Horas antes, ela havia chegado
mais cedo ao apartamento. Carregava uma tristeza profunda, dessas que não têm
nome nem motivo. Ligou a vitrola e aproximou a agulha do vinil gasto; o chiado
abriu espaço para a voz melancólica de Sinatra em “Strangers in the Night”.

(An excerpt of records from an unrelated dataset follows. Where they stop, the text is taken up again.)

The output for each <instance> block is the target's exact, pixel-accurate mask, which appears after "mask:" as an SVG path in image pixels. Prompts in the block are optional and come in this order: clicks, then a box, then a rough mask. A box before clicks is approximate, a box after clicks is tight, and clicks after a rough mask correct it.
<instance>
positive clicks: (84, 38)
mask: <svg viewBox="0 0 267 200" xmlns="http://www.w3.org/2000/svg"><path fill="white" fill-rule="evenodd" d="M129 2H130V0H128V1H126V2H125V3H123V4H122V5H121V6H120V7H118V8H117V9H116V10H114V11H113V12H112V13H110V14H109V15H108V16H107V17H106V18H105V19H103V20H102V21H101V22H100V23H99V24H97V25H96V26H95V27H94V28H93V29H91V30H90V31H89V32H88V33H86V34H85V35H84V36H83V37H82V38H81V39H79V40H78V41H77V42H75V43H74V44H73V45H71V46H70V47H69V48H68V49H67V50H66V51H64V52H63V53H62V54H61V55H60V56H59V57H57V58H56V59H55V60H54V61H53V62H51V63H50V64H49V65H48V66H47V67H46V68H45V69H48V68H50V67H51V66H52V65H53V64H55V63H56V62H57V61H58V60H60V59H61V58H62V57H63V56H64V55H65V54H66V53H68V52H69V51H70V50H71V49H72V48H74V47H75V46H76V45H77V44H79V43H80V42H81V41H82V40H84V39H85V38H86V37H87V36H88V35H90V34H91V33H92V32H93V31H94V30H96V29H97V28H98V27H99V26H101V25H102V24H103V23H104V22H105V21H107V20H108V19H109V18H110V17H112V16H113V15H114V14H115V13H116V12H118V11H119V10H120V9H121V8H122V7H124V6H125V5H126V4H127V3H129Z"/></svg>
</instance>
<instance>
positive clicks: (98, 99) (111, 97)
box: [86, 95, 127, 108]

Sobre a estante, um copo de uísque a esperava. Sorveu-o de um gole só, como
quem tenta calar um pensamento.
Então, o toque rouco da campainha
cortou o silêncio: trim-trim...
Ela ainda estava na banheira
quando ouviu o som. A água quente envolvia seu corpo nu, e a penumbra projetada
pela cortina desenhava sua silhueta como um traço frágil. A agulha da vitrola
feria o disco como unhas arranhando pele. Um arrepio percorreu sua espinha. Não
era frio. Não era prazer. Era algo que ela não soube nomear. Um espasmo,
talvez. Um pressentimento.
Ergueu-se abruptamente, a água
escorrendo como um véu rompido. Desceu as escadas com pressa, o coração batendo
fora do compasso. Parou no último degrau. Respirou fundo, mais fundo do que
jamais lembrava ter respirado.
A música na vitrola terminou.
Agora, porém, a vitrola — sozinha
— voltou a tocar. A agulha se moveu sem que ninguém a tocasse. E Sinatra, como
se zombasse da situação, sussurrou:
Strangers in the night…
Foi nesse instante que ela
compreendeu: quem estava do lado de fora não era o problema.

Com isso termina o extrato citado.